What the hell do I know about the world, I’m American. I thought NAFTA and the drug wars were good things (and if you expect this book review to explain why, then you have never read any of my book reviews and you, again, don’t know me.) The single most important thingy that I learned from reading this book is my new word, neoliberalism. Basically, neoliberalism is an open and free trade, unregulated capitalism at it’s best (most greedy) and the solution for third world ills.

Philosopher Mark Lila refers to the “The forces of globalized nation that have given us a ‘neoliberalism’ that people everywhere associated with unregulated markets, labor exploitation, environmental degradation, and official corruption (wiki).”

OK, I guess not. What happened in Bolivia, and South America in general, is that foreign powers influenced their form of capitalism, and guess what, the rich got richer and the poor got poorer. To stimulate economic growth a country needs investors. In this case the investors were conglomerate companies that wanted to mine the natural resources of the land on the backs of the people. Recently there was a landmark court decision against a major oil company for not cleaning up their laughing to the bank and leaving toxic oil sludge and polluted rivers for the indigenous peeps (but hell if they will ever see any money, time will tell) after they went neoliberalism (thanks NAFTA). Gas and water are privately owned in Bolivia and the average Bolivian peep cannot afford what Benjamin Dangl (the author of the book) calls the Price of Fire.

“The Price of Fire” means the cost of living. Foreign companies monopolized the natural gas and privatized water to such an extent that all basic goods, all essential needs, rose in price so much that the average Bolivian peep could not afford it any longer. Were are talking not being able to eat enuff everyday, while breaking your back for the company, not having having a secure place to live-besides the drug gang violence-I mean electricity, gas and a place to sleep.
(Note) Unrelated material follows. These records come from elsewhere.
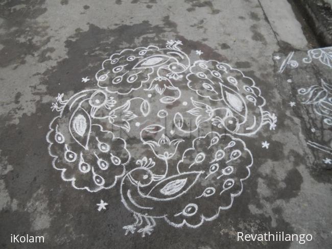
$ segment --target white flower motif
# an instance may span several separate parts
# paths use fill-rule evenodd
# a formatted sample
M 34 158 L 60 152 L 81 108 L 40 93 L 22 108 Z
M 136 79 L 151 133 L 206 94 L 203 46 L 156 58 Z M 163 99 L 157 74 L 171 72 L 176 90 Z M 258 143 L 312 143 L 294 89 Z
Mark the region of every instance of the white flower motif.
M 269 143 L 267 141 L 262 143 L 262 147 L 266 148 L 267 149 L 269 148 L 269 146 L 270 146 L 270 143 Z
This craziness is happening in a macho culture where the only respect a woman can have is by having children and even when that happens, and it happens a lot, women still do not have a voice anyway. The American drug war is trying to eradicate coca, at the expense of innocent lives, but the product keeps coming (coca and cocaine are totally diff things. One is traditional, cultural and harmless and the other is deadly and harmful). The U.S. government is fighting, yet again, another war on foreign soil, but (at least this time) the real problem is the demand. If the U.S. did not have a craving for cocaine, then why would there be a supply-there wouldn’t.

This open market for capitalism (neoliberalism) was successful in the bringing rich foreign investors that took over the natural resources of a country to the detriment of the land, the indigenous peeps and the women. There are positive movements from the youth (hip hop) and the cocolera president, Evo Morales, at least in this book, has the support of the people. Not only in Bolivia is the War on Drugs a failure, it is everywhere the American War on Drugs is currently being fought (hello, Mexico). Free trade and globalization seem like great ideas on parer, but look at what it is doing to the land the people (I think it fails everytime).

Here is where I ask that question…Is everything getting better, or worse. After reading this book it looks like worse: but, I do have hope for the future.

“Most Americans know nothing of Bolivia, an ignorance that only plays into the hands of empire. Ben Dangl’s book is both informative and inspiring, a cure for the apathy that grows from that ignorance. A must-read for those already interested in solidarity with Latin America and indigenous people.”—Tom Hayden, author of The Zapatista Reader and Street Wars.

* Read a real review.

* Pretty much, I’m always down for the experience.

* I didn’t mention all the revolutionary action going on, the protest, the politics, the Gas wars of 03 etc…If you want that stuff, I’m sure there are better resources than my thoughts and feelings…with no editing, off the top of my head, no prep…no worries. If you are interested in that stuffs, then check it out, yo. Awesomeness.